Manchmal ist das Leben eben doch ein Ponyhof: Viel schöner kann ein Besuch nämlich nicht beginnen. Zur Begrüßung in Mareis und Annies neuem Zuhause in Herrenberg gibt es ein freundliches Grummeln der beiden Shettys.
Die zwei Zwerge wissen offenbar sehr genau, wie man Zweibeiner um den Finger wickelt. Sogar magische Fähigkeiten werden ihnen nachgesagt. Vom ersten Moment an, als die Pummelelfen, wie sie liebevoll genannt wurden, aus einem riesigen Anhänger kletterten, bezauberten sie mit ihrem Pony-Charme nicht nur das "Möhrchengeber"-Team.

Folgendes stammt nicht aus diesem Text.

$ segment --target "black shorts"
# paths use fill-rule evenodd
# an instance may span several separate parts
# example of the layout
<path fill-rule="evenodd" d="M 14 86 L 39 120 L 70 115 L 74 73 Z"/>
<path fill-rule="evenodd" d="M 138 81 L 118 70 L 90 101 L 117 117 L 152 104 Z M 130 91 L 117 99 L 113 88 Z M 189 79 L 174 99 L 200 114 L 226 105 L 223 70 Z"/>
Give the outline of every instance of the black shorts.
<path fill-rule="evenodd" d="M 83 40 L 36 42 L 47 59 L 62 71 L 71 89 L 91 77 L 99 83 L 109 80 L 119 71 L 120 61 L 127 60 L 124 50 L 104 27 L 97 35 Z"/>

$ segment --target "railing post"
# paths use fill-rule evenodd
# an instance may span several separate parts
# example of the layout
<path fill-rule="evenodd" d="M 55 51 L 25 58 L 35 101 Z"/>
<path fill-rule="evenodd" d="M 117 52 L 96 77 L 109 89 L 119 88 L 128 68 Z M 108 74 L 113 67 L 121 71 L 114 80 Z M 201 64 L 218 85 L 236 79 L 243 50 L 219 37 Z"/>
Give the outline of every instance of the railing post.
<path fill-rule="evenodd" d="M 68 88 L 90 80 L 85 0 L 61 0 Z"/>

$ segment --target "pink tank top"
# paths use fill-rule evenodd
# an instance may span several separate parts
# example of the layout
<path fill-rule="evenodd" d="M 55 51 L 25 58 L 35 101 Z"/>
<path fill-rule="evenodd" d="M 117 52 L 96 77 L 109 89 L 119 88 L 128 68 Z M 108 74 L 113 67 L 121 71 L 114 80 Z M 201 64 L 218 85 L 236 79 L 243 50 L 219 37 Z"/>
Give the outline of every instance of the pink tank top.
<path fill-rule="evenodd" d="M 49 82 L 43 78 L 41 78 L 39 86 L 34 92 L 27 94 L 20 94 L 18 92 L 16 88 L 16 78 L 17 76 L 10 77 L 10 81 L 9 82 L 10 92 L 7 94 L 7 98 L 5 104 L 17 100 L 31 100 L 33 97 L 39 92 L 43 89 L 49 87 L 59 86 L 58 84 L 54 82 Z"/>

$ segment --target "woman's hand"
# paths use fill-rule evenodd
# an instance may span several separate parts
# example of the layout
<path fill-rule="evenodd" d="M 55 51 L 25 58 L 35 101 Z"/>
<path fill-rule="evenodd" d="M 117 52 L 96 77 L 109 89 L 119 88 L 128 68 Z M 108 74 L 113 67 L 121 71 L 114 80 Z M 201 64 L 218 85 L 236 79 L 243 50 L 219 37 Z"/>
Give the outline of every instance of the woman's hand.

Notfälle sind nicht nur halbverhungerte Pferde
"Marei und Annie konnten wir schon nach zwei Monaten vermitteln", erzählt Kerstin Babel. Sie leitet das Projekt Notfallpferde bei den "Möhrchengebern". Die vernetzte Tierhilfe für Pferde ist ein Projekt der gemeinnützigen Beyond Unisus Stiftung gGmbH und wurde im Februar 2021 gegründet.
Schon wenige Wochen später wurde das erste Pferd aufgenommen. Das Ziel: Hilfe für Menschen in Not und Pferde in Not. "Wer ein Pferd hat, der weiß, wie groß diese Verantwortung ist und wie viel Zeit und Geld man langfristig investieren muss. Manchmal macht einem das Leben dabei leider gehörig einen Strich durch die Rechnung", sagt Kerstin Babel.

Notfälle sind nicht nur halbverhungerte Pferde, oftmals wird auch ein Zuviel des Guten wie bei Marei und Annie zum Problem. Genug zu futtern hatten die beiden, dafür reichte ein Blick auf die kugelrunden Ponybäuche. Ihr Besitzer, ein älterer Herr, hatte sie jahrelang liebevoll versorgt, war täglich mit ihnen spazieren gegangen und hatte sie vor die Kutsche gespannt. Bis eben das Schicksal zuschlug und er sich aus Krankheitsgründen nicht mehr um die Tiere kümmern konnte. Nachbarn sprangen netterweise bei der Versorgung ein; doch ausgiebiger Weidegang, gutgemeinte Fütterung und mangelnde Bewegung ließen die beiden immer runder werden.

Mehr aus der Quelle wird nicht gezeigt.